Harriet and Ruth continue with their community work while we plan our Christmas Shop which will soon be on Facebook so watch this space!
1. The first two photos are in a community setting and of a 13 year old who will be given a pack of Afripads so that she can attend school regularly.
2. A year old baby born with club feet has been referred to Kumi hospital for assessment for plaster of Paris splinting using the Ponsetti method.
3. Ruth has identified youngsters in need of prostheses
4. Three brain damaged children have been provided with cerebral palsy chairs for them to learn to sit before standing. One has been given a walking frame all made in the Kumi Hospital Orthopaedic Workshop.
5. We have no wheelchairs left in store and this boy (photo and movie clip) will have to wait after which he will be able to attend school. It is so frustrating not to be able to support everybody when we would like to. A happy boy (photo) was one of the lucky ones! Our old friend, Epidu Lawrance, came with the wheelchair given to him in February 2020. Due to his condition of athetoid cerebral palsy and being a strong young man, his violent involuntary movements have destroyed the chair beyond repair. The Ugandan chairs are not strong enough and it is foolish economy to replace like for like so he must wait until we find a stronger wheelchair. He has little choice but to sit in a plastic chair until a replacement is found.
6. The remaining tricycles have been delivered and distributed to the paraplegics and post polios and this will give them a completely new life of mobility and opportunities.

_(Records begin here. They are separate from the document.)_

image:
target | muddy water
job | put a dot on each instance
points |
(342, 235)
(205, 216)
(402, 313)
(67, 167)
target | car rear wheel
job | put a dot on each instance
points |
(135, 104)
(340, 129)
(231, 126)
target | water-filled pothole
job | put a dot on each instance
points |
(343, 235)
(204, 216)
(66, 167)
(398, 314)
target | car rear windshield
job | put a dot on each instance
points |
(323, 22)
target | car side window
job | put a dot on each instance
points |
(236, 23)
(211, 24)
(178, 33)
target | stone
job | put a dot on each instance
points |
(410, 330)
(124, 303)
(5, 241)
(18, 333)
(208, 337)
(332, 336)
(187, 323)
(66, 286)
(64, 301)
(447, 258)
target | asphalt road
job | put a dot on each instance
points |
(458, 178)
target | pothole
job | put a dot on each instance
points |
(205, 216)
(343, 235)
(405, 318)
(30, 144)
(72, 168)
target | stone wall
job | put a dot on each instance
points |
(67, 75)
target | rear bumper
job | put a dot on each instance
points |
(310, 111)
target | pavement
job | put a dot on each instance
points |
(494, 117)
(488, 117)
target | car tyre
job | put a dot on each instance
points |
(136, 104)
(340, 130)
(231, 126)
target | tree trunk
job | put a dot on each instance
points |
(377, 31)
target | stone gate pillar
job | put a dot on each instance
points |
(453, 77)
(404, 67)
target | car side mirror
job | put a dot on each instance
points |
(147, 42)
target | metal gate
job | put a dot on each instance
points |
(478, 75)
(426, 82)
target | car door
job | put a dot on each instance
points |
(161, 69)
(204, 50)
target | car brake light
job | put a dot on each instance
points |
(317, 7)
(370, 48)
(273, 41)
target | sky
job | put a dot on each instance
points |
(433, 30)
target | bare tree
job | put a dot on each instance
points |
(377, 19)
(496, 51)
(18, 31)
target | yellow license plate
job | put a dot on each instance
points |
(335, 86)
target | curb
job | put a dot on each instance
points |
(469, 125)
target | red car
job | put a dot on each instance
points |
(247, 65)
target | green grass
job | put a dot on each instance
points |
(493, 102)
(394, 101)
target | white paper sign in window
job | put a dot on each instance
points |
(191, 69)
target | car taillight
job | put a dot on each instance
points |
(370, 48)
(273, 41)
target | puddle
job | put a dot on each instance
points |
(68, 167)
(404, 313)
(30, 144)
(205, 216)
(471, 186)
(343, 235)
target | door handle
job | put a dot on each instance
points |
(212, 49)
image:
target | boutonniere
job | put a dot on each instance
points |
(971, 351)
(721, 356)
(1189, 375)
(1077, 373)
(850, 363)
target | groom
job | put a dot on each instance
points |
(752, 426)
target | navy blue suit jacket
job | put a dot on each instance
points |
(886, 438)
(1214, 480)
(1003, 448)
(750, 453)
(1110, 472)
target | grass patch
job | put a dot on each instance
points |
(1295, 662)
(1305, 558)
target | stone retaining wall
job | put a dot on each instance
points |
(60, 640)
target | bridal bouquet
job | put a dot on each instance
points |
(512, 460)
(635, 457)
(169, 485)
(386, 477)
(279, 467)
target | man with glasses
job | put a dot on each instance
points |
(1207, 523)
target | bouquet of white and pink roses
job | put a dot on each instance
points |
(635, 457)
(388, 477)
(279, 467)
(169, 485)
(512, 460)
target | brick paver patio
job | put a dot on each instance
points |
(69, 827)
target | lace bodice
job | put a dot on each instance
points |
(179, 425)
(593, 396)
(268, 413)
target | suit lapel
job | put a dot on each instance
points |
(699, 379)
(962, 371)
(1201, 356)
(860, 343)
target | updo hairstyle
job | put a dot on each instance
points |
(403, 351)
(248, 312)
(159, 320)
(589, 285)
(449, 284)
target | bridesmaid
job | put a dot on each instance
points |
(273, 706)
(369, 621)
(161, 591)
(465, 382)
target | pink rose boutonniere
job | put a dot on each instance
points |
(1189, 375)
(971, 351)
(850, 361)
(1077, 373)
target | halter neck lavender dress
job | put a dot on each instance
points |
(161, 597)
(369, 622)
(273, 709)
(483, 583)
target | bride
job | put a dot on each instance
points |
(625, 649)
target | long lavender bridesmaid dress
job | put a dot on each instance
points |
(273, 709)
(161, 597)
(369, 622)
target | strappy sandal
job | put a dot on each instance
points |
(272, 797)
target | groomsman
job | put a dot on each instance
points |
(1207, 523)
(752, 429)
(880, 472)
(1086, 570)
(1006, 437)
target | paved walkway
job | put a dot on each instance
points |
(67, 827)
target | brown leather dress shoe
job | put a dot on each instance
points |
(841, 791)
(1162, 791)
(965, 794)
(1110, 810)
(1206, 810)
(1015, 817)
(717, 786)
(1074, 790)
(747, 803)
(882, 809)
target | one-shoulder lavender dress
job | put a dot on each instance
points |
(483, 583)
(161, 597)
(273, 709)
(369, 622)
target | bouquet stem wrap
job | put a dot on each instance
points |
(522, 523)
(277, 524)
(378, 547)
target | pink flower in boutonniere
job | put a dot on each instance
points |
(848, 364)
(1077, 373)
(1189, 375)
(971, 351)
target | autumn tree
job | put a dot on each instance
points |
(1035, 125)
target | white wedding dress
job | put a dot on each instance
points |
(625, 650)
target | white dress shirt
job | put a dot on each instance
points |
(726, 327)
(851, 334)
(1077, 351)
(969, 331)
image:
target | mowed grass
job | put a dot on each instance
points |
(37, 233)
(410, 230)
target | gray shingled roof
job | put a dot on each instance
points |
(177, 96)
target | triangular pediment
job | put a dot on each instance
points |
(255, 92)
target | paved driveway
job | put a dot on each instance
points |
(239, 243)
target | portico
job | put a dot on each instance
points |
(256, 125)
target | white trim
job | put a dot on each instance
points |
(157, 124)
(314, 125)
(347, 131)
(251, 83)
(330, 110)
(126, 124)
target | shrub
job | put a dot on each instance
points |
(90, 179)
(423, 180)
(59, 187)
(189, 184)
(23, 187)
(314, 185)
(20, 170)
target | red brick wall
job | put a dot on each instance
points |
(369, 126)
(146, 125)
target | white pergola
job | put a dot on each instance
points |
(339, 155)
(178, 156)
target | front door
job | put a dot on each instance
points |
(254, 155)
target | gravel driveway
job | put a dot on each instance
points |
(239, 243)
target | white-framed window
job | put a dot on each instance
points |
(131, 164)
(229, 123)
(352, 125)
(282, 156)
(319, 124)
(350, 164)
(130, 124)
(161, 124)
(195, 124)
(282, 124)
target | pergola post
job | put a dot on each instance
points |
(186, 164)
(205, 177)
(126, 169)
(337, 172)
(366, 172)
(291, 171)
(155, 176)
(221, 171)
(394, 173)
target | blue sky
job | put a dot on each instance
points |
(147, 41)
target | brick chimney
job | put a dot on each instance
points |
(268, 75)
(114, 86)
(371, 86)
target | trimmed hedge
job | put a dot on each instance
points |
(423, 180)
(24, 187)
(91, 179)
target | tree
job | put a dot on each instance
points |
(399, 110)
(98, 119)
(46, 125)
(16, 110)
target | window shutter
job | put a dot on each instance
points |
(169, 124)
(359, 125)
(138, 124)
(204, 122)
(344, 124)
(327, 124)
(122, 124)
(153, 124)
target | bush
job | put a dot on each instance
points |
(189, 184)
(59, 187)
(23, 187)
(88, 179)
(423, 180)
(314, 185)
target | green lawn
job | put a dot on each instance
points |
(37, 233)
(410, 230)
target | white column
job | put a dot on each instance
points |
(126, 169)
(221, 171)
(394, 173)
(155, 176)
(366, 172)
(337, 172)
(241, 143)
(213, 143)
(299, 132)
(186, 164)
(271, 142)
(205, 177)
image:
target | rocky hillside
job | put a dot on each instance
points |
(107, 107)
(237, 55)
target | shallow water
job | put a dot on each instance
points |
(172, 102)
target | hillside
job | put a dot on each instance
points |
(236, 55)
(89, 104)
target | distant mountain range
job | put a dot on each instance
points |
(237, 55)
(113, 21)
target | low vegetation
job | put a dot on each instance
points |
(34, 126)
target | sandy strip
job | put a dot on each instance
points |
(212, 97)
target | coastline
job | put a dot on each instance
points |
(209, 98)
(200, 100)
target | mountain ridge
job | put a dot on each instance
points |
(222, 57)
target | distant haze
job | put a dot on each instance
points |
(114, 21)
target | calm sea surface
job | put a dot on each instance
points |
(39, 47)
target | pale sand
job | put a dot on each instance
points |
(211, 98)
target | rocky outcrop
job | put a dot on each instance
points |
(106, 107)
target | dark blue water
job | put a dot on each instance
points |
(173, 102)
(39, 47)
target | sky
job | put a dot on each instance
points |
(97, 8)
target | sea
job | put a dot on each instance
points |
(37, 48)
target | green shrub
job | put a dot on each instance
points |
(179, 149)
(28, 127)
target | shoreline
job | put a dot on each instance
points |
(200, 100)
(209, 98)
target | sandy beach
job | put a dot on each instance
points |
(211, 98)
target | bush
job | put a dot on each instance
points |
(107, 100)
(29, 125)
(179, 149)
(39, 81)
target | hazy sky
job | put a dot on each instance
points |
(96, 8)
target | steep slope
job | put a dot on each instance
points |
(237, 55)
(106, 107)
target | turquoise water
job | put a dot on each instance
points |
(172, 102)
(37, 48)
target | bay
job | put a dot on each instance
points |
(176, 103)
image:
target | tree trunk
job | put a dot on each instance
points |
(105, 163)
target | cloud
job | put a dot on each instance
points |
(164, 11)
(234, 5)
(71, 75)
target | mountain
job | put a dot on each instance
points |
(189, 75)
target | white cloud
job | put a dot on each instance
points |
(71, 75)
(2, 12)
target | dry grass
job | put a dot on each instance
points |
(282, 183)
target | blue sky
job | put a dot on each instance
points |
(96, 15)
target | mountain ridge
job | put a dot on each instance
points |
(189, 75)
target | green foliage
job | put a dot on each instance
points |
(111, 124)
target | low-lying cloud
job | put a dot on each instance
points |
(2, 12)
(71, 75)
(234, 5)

7. The schools have been closed due to the pandemic for many months but candidate students are returning and Ruth has paid Emma’s school fees and provided him with all his requirements for school and his personal needs. Betty, our blind girl, has returned for her final year and will be sitting her Primary Leaving Exams. Then what will she do? We have a plan which I sincerely hope works out. Ruth is a true mother to Betty and ensures she has the right sized uniform and shoes as well as her every need including sanitary protection. It would be difficult for her to have Afripads due to her loss of sight and she can’t expect her friends to wash them so she is given the disposable type.
8. Our clients are provided with bars of soap and advised how important present-day hygiene is.
So a pictorial diary of our work in October and I cannot thank Harriet and Ruth enough for their dedication to these families and to all those who have donated so generously.
PS It is harvest time for the rice and I am looking forward to a share in the end product.